Tracking objects and estimating objects’ sizes from their interactions are challenging state estimation problems in artificial intelligence and robotics. Robotics applications, with their physical needs, demand algorithms that provide good results in limited periods of time.

This paper presents an efficient inference algorithm that uses a probabilistic relational representation of possible worlds to limit the computational cost of estimating the likelihood of a query being true. This approach is faster, and therefore more promising for real-time applications, than existing approaches, such as magic sets.

The method is based on distributional clauses, which are used to generate conditional probabilities and to estimate the likelihood of queries in a static world. This is extended to enable inference in a dynamic world where the model for state estimation is given. This last restriction is removed by adapting machine learning techniques to discern the model parameters. Experiments in virtual and physical worlds answer questions about the accuracy, efficiency, and practical applicability of the approach.

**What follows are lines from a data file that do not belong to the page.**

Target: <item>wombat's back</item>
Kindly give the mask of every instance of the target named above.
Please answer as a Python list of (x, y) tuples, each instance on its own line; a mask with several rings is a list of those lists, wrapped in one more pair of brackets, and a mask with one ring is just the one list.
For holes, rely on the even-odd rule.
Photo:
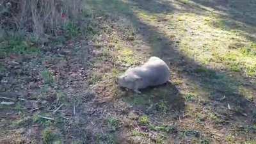
[(148, 61), (145, 63), (143, 67), (146, 67), (150, 74), (150, 86), (161, 84), (169, 81), (169, 67), (161, 59), (155, 56), (150, 57)]
[(166, 83), (170, 79), (170, 69), (162, 60), (151, 57), (141, 67), (133, 69), (133, 73), (142, 78), (139, 88), (156, 86)]

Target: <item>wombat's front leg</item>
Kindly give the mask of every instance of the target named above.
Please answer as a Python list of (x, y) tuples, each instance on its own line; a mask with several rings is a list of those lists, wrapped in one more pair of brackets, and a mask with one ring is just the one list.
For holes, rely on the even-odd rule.
[(141, 93), (141, 92), (138, 90), (138, 83), (135, 83), (134, 84), (134, 87), (133, 88), (133, 92), (136, 92), (136, 93)]
[(141, 93), (141, 92), (138, 90), (133, 90), (133, 92), (138, 93)]

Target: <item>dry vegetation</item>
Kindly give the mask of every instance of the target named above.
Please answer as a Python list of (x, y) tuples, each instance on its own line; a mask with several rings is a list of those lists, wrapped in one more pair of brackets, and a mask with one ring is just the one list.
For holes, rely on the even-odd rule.
[[(256, 143), (254, 1), (0, 4), (0, 143)], [(118, 88), (150, 56), (171, 84)]]

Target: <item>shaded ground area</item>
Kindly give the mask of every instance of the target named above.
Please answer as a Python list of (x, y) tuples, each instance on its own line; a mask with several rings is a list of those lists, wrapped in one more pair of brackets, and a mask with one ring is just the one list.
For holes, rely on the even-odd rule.
[[(253, 1), (85, 3), (85, 35), (2, 56), (1, 143), (255, 143)], [(118, 88), (151, 56), (172, 83)]]

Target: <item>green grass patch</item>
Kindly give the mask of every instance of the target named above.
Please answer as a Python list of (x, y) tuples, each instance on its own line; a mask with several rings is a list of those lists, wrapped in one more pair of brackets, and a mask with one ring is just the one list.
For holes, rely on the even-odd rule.
[(42, 132), (43, 144), (61, 144), (63, 143), (59, 136), (53, 130), (47, 128), (44, 129)]
[(8, 38), (0, 43), (0, 56), (6, 56), (10, 54), (36, 54), (40, 49), (31, 42), (21, 38)]
[(120, 127), (120, 120), (115, 118), (109, 118), (108, 125), (112, 131), (115, 131)]
[(140, 125), (146, 125), (149, 124), (149, 118), (147, 115), (143, 115), (139, 118)]
[(54, 82), (52, 73), (48, 70), (42, 71), (41, 72), (41, 76), (45, 84), (52, 84)]

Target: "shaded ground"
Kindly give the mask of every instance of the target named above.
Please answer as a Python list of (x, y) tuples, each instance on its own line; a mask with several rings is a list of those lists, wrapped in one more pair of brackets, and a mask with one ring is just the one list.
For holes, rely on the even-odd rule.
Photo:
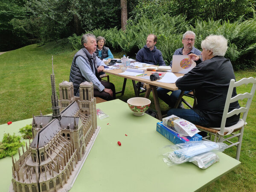
[(4, 54), (5, 52), (6, 52), (7, 51), (6, 51), (5, 52), (0, 52), (0, 55)]

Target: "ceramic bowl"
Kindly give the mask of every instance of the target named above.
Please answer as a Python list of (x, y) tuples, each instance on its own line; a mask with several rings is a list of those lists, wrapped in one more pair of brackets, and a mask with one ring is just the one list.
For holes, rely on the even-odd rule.
[(136, 116), (142, 116), (144, 112), (148, 110), (151, 101), (143, 97), (134, 97), (127, 100), (129, 108)]

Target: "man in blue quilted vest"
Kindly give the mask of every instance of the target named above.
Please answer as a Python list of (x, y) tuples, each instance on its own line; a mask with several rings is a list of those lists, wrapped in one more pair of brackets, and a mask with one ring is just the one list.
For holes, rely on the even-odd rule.
[(84, 35), (81, 44), (82, 48), (75, 55), (70, 68), (70, 81), (73, 83), (74, 95), (79, 96), (80, 84), (87, 81), (93, 84), (95, 97), (107, 101), (115, 99), (114, 84), (101, 81), (99, 75), (105, 65), (94, 53), (97, 48), (95, 36), (90, 33)]

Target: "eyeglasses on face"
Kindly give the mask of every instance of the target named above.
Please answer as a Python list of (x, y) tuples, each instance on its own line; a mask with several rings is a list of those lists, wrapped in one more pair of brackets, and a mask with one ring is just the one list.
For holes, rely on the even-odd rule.
[(184, 40), (186, 40), (186, 41), (187, 41), (187, 42), (189, 41), (191, 41), (191, 42), (195, 41), (195, 39), (190, 39), (189, 38), (184, 38), (183, 39), (184, 39)]

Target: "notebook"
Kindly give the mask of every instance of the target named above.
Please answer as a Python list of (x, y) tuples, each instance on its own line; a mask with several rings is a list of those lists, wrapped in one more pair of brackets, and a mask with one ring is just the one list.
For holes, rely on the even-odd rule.
[(186, 73), (195, 67), (195, 62), (189, 60), (187, 55), (174, 55), (172, 57), (172, 72), (178, 73)]

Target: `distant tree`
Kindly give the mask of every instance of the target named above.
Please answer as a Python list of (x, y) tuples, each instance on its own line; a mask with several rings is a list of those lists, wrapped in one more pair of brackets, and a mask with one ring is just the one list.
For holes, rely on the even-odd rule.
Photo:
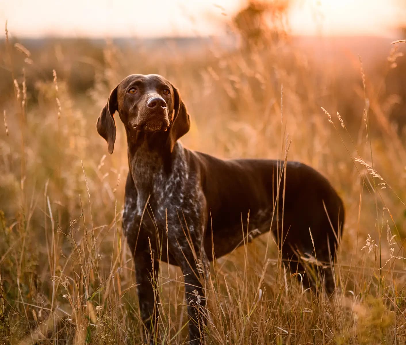
[(286, 34), (290, 0), (248, 0), (233, 18), (246, 47), (278, 40)]

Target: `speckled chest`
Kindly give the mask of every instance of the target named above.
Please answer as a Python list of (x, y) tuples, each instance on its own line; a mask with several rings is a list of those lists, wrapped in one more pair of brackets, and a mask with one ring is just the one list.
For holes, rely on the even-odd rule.
[[(199, 218), (204, 208), (204, 196), (195, 173), (191, 172), (184, 149), (177, 143), (168, 170), (159, 154), (143, 149), (130, 161), (136, 200), (127, 197), (125, 212), (127, 208), (134, 217), (142, 217), (147, 231), (153, 231), (151, 218), (158, 228), (167, 224), (173, 231), (186, 223), (193, 231), (197, 222), (201, 222)], [(146, 215), (147, 207), (152, 215)]]

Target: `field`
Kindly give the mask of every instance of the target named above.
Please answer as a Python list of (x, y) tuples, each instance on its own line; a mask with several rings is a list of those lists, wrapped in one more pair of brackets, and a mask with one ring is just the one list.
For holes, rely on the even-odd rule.
[[(0, 343), (141, 343), (121, 229), (124, 131), (110, 155), (95, 128), (133, 73), (180, 91), (186, 147), (302, 162), (346, 206), (334, 295), (304, 289), (262, 235), (212, 263), (208, 343), (405, 343), (405, 45), (360, 38), (365, 55), (337, 42), (323, 55), (326, 41), (2, 42)], [(164, 264), (159, 276), (156, 339), (186, 343), (181, 272)]]

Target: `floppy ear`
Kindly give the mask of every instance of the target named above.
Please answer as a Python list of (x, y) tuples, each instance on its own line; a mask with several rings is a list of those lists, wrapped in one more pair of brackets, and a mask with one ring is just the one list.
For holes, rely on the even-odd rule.
[(186, 106), (182, 101), (180, 94), (177, 89), (172, 85), (173, 89), (174, 104), (173, 119), (169, 127), (169, 135), (168, 138), (171, 145), (171, 152), (173, 150), (176, 141), (186, 134), (190, 128), (190, 119), (186, 110)]
[[(117, 85), (118, 86), (118, 85)], [(111, 91), (107, 100), (107, 104), (102, 110), (102, 113), (97, 119), (96, 128), (97, 132), (107, 142), (108, 153), (111, 155), (114, 149), (116, 141), (116, 123), (113, 115), (117, 110), (117, 86)]]

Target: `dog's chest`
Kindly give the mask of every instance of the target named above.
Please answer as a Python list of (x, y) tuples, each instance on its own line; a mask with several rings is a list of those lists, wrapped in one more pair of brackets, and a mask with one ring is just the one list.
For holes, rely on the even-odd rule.
[(175, 155), (169, 171), (161, 159), (151, 152), (134, 155), (131, 163), (138, 215), (147, 204), (157, 220), (173, 218), (181, 209), (185, 214), (192, 211), (198, 193), (196, 179), (190, 173), (181, 151)]

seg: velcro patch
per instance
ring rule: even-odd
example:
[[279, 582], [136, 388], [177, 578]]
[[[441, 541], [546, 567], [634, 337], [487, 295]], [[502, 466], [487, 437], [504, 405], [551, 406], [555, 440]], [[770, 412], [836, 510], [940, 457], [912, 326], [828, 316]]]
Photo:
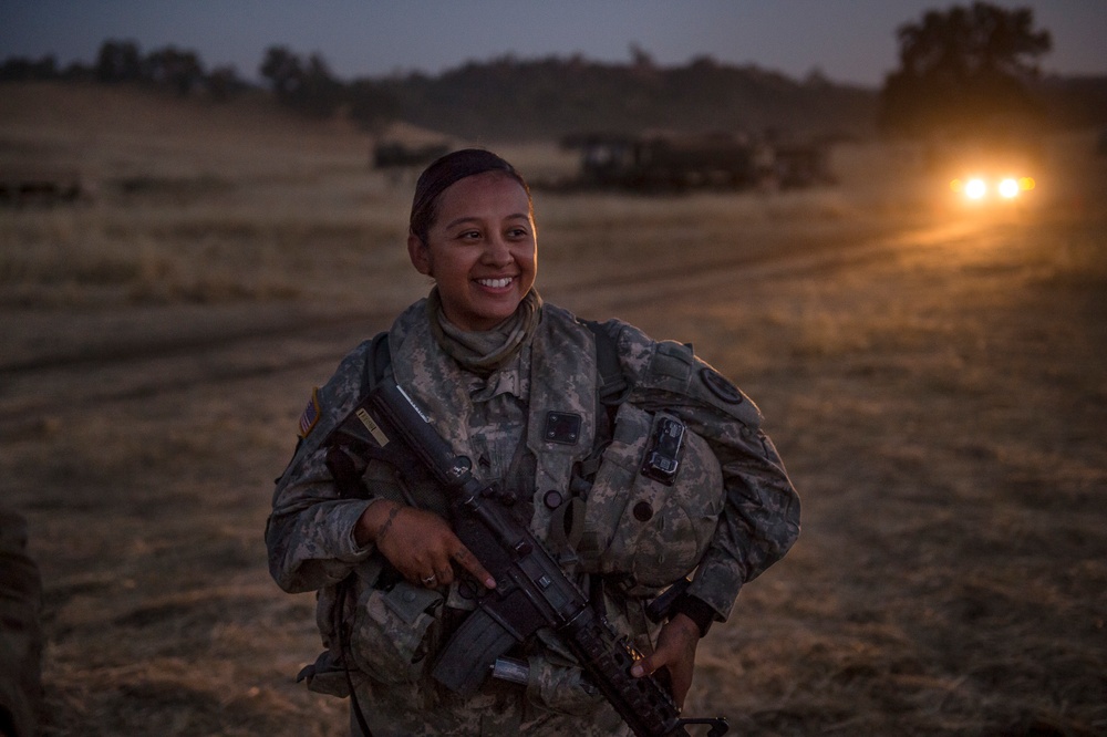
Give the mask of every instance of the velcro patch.
[[308, 406], [303, 408], [303, 413], [300, 415], [300, 437], [308, 437], [311, 430], [315, 428], [319, 424], [319, 416], [322, 412], [319, 408], [319, 387], [311, 390], [311, 399], [308, 401]]

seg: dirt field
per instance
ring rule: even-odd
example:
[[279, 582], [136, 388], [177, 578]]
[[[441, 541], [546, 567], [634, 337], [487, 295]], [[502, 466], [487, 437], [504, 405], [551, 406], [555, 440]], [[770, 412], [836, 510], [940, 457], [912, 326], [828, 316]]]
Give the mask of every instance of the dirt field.
[[[1107, 735], [1107, 162], [1051, 141], [1034, 201], [944, 203], [910, 152], [837, 187], [536, 193], [539, 288], [691, 341], [761, 405], [793, 552], [700, 648], [738, 735]], [[0, 165], [80, 169], [0, 211], [0, 499], [44, 584], [53, 735], [342, 735], [293, 683], [310, 595], [266, 569], [311, 387], [427, 284], [410, 177], [260, 104], [6, 85]], [[535, 176], [552, 146], [505, 147]]]

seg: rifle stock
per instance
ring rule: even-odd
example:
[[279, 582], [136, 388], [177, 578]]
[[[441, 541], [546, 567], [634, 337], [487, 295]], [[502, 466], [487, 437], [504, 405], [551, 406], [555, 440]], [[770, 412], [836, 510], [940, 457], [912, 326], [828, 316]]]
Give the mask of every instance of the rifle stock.
[[495, 486], [473, 476], [469, 460], [454, 455], [402, 388], [377, 385], [353, 414], [376, 444], [399, 440], [447, 488], [455, 533], [497, 582], [496, 589], [477, 593], [478, 609], [439, 655], [436, 679], [472, 694], [500, 655], [549, 627], [638, 737], [689, 735], [689, 724], [711, 725], [711, 737], [727, 730], [723, 717], [681, 718], [658, 677], [630, 675], [642, 654], [589, 605], [529, 527], [507, 513]]

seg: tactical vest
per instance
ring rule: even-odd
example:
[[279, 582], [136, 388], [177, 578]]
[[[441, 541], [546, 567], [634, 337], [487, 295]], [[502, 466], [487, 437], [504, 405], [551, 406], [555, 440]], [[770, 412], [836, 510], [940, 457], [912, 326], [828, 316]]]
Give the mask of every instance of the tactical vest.
[[[624, 401], [630, 386], [603, 324], [544, 310], [531, 342], [526, 427], [537, 460], [531, 529], [568, 569], [600, 574], [624, 594], [654, 595], [706, 550], [723, 510], [718, 460], [674, 416]], [[463, 383], [427, 391], [417, 380], [424, 362], [441, 360], [426, 321], [411, 321], [396, 339], [397, 355], [384, 334], [374, 340], [376, 378], [391, 374], [455, 449], [468, 448]], [[566, 372], [570, 359], [577, 365]], [[648, 458], [659, 440], [674, 446], [660, 470]]]

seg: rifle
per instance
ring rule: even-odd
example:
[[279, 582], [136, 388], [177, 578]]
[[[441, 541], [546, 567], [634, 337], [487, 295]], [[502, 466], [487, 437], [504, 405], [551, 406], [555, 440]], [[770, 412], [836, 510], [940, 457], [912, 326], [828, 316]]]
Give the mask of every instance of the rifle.
[[[353, 417], [384, 449], [397, 440], [449, 492], [454, 532], [496, 579], [477, 591], [475, 609], [446, 644], [432, 672], [462, 694], [473, 694], [516, 643], [539, 629], [551, 630], [576, 656], [600, 693], [638, 737], [687, 736], [690, 724], [711, 725], [710, 737], [727, 731], [724, 717], [682, 718], [672, 695], [655, 675], [635, 678], [630, 668], [643, 656], [569, 579], [529, 527], [509, 515], [495, 484], [472, 474], [472, 463], [455, 456], [428, 418], [394, 383], [379, 384], [343, 422]], [[360, 429], [360, 428], [359, 428]], [[356, 432], [361, 443], [365, 436]], [[356, 444], [355, 444], [356, 445]], [[393, 448], [389, 448], [393, 450]]]

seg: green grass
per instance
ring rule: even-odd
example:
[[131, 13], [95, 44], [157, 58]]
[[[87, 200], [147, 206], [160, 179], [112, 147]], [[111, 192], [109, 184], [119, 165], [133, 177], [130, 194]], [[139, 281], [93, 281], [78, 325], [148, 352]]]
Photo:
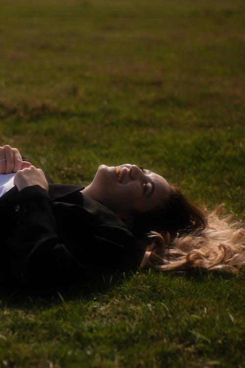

The concepts presented make for fairly challenging reading. However, a helpful appendix presents key concepts, including logic programming, distributional clauses, and a comparison with Murphy’s filtering algorithm for dynamic Bayesian networks. Throughout the paper, plentiful examples support the more theoretical definitions and theorems.

In all, this paper is likely to prove rewarding for anyone with an interest in machine learning, probabilistic reasoning, or intelligent robotics.